With the Smoke/dynamic proxy approach it is easy to remap method names at 
runtime. A call to getFoo() can be remapped on get() in the Proxy.invoke() 
method that interfaces with the Smoke library.

> Personally the whole reason I never touched the java bindings before is
> that it uses JNI; a technology that is broken by design.  I want to find
> out if using gcj gives me more freedom and a faster runtime.
> For that reason I'm not sure I like the proxy approach you suggest. I take
> it it uses some means of reflection?
Well it uses proxies.. In Proxy.invoke() you have access to the method name 
and the types of the args. Smoke has an introspection api, and it is more to 
do with looking up the corresponding C++ method in the Smoke library, by 
matching the arg types if the method is overloaded, and not to do with java 
reflection.

> My idea was to generate classes that do nothing but wrap the kde libs and
> create some classes with static methods that do any needed conversion on
> the from the jint/jfloat to the native versions.
>
> Something like:
>
> namespace java {
>   class KAboutDialog public java::KDialogBase {
>      public:
>        void setTitle (java::QString &title) {
>            member->setTitle( title.member );
>        }
>        int setFoo(jint foo) {
>          int answer =
>            member->setFoo( Converters::intConverter()->convert(foo) );
>          return Converters::intConverter()->convert(answer);
>        }
>      private:
>        KAboutDialog *member;
>   }
> }
The problem is that this doesn't deal with overriding virtual methods, and you 
also need to be able to call C++ protected methods from java. 

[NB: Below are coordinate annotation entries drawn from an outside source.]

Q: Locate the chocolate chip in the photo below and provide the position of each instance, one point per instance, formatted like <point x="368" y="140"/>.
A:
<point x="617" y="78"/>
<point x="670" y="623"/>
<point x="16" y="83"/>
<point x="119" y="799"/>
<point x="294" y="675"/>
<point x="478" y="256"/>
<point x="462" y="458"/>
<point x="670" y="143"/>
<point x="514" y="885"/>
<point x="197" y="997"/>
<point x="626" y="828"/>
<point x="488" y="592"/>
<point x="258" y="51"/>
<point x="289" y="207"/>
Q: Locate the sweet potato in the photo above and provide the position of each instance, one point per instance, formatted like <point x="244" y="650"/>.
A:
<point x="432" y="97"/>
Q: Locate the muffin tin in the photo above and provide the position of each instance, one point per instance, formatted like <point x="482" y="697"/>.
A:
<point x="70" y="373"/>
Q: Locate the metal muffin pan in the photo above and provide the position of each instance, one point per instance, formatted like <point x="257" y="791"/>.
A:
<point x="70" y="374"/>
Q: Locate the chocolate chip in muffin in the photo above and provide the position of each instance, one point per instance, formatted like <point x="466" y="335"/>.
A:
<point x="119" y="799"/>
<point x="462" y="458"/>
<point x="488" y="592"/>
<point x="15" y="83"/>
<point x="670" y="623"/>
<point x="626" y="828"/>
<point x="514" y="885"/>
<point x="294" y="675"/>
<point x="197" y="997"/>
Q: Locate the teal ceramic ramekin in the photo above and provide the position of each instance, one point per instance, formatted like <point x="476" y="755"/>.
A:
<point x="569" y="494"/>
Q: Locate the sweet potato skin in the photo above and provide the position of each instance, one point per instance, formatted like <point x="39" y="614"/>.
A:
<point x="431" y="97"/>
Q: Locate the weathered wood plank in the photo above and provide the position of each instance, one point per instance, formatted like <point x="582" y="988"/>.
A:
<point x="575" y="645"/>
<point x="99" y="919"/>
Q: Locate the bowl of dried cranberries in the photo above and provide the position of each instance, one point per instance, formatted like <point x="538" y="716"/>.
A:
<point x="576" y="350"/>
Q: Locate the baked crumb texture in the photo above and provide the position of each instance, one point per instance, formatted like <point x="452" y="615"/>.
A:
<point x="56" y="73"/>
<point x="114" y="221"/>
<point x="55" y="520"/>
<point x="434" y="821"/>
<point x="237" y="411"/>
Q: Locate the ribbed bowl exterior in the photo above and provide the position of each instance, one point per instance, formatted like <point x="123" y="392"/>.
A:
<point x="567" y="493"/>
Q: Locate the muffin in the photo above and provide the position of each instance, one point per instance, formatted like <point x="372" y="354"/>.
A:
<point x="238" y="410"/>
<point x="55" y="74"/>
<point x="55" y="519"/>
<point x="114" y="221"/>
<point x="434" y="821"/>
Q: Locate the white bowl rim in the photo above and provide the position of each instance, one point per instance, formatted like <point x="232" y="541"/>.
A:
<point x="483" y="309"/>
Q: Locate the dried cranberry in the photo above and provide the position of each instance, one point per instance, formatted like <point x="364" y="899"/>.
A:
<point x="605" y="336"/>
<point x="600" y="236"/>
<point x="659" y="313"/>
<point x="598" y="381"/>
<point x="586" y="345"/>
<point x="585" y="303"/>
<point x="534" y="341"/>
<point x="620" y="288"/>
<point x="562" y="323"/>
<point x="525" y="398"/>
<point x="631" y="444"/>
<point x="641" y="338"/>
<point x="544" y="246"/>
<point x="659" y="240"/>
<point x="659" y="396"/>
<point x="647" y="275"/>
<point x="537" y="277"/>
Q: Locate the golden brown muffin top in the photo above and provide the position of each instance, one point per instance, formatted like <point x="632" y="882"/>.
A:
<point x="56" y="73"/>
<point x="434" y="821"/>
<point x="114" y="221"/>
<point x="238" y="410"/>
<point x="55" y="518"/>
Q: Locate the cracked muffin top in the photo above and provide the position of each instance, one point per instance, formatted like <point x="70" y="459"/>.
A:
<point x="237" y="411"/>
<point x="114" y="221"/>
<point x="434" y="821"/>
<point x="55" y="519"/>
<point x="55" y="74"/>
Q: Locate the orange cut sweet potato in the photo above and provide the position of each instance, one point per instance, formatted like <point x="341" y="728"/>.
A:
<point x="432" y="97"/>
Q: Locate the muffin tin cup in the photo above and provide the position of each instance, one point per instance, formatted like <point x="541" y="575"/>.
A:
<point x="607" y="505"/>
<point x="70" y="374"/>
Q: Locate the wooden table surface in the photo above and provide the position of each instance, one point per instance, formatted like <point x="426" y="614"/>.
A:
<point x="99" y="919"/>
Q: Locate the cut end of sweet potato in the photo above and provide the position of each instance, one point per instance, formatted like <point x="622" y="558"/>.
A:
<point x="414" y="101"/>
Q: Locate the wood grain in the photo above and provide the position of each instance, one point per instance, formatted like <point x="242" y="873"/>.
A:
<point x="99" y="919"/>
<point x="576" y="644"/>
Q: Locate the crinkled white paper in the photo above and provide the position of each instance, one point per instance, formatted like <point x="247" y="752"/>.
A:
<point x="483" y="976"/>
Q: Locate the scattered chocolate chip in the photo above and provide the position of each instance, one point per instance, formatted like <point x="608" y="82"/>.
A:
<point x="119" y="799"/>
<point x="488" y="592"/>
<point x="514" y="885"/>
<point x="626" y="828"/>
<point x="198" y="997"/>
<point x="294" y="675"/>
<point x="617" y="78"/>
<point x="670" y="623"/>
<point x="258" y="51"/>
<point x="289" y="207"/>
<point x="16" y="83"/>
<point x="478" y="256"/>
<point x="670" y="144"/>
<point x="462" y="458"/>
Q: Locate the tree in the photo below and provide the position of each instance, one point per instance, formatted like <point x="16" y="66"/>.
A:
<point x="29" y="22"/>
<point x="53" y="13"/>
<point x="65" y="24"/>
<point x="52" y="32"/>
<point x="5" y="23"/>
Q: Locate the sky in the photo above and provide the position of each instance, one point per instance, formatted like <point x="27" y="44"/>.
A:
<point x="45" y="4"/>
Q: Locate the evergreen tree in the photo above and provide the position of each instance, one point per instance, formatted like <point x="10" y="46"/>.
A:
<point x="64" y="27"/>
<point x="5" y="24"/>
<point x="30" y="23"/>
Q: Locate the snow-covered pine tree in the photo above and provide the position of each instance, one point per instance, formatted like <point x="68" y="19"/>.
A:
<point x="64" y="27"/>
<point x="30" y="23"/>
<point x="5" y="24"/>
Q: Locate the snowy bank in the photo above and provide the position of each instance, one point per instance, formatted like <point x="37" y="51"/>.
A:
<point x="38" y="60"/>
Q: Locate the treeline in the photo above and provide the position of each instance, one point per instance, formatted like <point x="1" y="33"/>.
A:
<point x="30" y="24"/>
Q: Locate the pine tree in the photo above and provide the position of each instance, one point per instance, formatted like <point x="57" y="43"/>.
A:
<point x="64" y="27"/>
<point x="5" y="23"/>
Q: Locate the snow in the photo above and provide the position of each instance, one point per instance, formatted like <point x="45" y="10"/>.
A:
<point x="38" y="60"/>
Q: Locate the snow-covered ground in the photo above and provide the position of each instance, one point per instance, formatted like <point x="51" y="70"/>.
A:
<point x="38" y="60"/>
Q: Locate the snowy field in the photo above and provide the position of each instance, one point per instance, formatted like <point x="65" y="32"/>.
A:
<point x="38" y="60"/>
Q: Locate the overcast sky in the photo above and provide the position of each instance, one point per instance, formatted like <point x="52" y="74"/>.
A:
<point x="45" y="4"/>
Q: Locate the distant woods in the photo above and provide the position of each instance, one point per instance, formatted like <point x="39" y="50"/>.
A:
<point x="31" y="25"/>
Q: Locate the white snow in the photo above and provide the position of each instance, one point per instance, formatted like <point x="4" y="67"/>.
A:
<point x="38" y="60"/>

> The biggest problem I see for this is the generation of good Docs since we
> don't have all methods in Java, we can't easily create Javadocs for them.
> There are so many essential things missing in the doxygen generated docs
> that Java developers are used to having in their docs.  I feel that this
> documentation in standard javadocs is an essential part of the bindings
> for Java.
I would say that kalyptus does a pretty good job at converting doxygen 
comments to javadoc ones. I prefer looking up things in the KDE api via the 
java javadocs than the C++ doxygen ones.

> > > Note that its just a goal for me, at this moment, I have a general
> > > idea on how to go about it but I never created bindings before.
> >
> > Well I've got nearly 5 years of only programming language bindings,
> > apart from 7 months doing some paid work in the middle of it. But
> > QtJava was my first and only java project. It's just another language
> > to me - so I'm not steeped in the java community, don't understand the
> > point of ant and that sort of thing.
>
> Sounds like we can share experience and create the best solution in the
> process :)
Yes indeed, we need to get some sort of collaborative effort going..

Will you be coming to Malaga? I'd like to get as many people as possible 
together there to discuss the java bindings in Qt4/KDE4.